I have my own cognitive dissonance around this.  I cannot understand why the medical profession as a whole and their specialties, have been so slack about calling the dental profession to task about poisoning us all. 

Heart disease is the biggest killer in our society, and they don’t want to know about one of the main predisposing factors.  Are we condemned to only treating symptoms?  Surely if you are a specialist cardiologist or neurologist, you would have a responsibility to understand the causes of the diseases you claim to treat.  Does anybody want to look at a cause?  It’s doubtful. I’ve met several cardiologists who are happy to take statins themselves, while keeping a mouthful of amalgam fillings in their own heads!  ‘Sheeple’ come in all shapes and sizes. 

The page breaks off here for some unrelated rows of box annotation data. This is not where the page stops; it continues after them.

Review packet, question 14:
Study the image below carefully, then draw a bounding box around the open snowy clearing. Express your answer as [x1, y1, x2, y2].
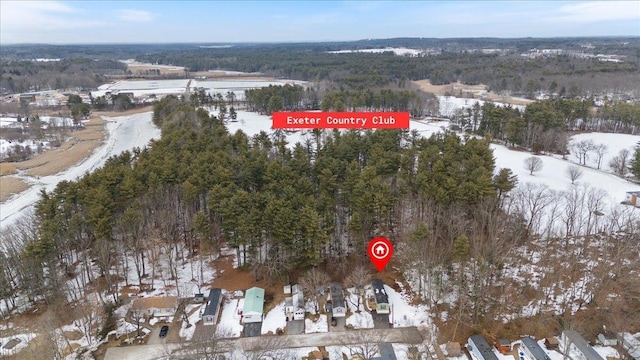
[0, 112, 160, 227]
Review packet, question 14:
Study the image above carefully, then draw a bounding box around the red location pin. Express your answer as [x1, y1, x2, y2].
[367, 236, 393, 271]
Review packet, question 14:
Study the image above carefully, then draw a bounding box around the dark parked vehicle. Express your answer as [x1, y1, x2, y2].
[160, 325, 169, 337]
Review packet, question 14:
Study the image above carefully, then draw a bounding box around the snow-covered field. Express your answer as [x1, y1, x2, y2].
[436, 95, 525, 117]
[91, 77, 307, 100]
[0, 116, 73, 159]
[328, 47, 422, 56]
[0, 112, 160, 231]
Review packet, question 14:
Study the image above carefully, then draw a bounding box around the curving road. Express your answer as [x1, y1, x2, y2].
[104, 327, 423, 360]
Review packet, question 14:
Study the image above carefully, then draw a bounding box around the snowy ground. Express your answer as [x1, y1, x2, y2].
[304, 315, 329, 334]
[384, 284, 436, 338]
[0, 112, 160, 227]
[0, 333, 36, 357]
[262, 301, 287, 335]
[346, 288, 373, 329]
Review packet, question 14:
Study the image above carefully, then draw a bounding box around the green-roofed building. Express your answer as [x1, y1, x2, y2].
[242, 287, 264, 323]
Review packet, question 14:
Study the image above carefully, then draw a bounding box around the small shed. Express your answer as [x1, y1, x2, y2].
[329, 283, 347, 317]
[544, 338, 559, 350]
[371, 279, 391, 314]
[495, 339, 511, 354]
[202, 288, 222, 325]
[445, 342, 462, 357]
[598, 331, 618, 346]
[624, 190, 640, 207]
[284, 284, 305, 320]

The dental profession must also be held accountable for the misconceptions and lies, which have cost so many, so dearly.  The dental profession is responsible for polluting both people and the environment with mercury. The PTOs and universities are responsible for promoting this behaviour.

Cholesterol

Mercury Increases Cholesterol

Currently, the medical profession is dealing with a great controversy about the levels of good and bad cholesterol and their effects on heart and arterial disease.  Before Statins came onto the market, the average ‘normal’ cholesterol level was  4.0-5.5 mmol/L.  After cholesterol lowering drugs came on the market, the new maximum for cholesterol became 3.5. mol/L.

The decision to lower the ‘normal’ cholesterol level was not based on science. It turns out that 8 of the 9 people who were entrusted to make this decision, had direct financial ties to the manufacturers.  Simply lowering the threshold, meant that millions more were eligible to take the drug. Suddenly everyone needed the new miracle drug to lower their cholesterol and thus save their heart attack and their lives. Every doctor believed the studies that were done by the manufacturer. The original research material has never been released to either the public or other research scientist.

This of course represented an increase in market sales. Statins are the most prescribed cholesterol lowering drug worldwide.  Lipitor by Pfizer, is the most profitable drug in the history of medicine, and the total sales are expected to reach $1 trillion by 2020 ^[47]

“Doctors are now seeing the effects of a phenomenon called ‘diagnosis creep’, whereby simply changing the definition of a disease or lowering the threshold of a surrogate marker turns healthy people into patients and leads to overdiagnosis and unnecessary treatments.”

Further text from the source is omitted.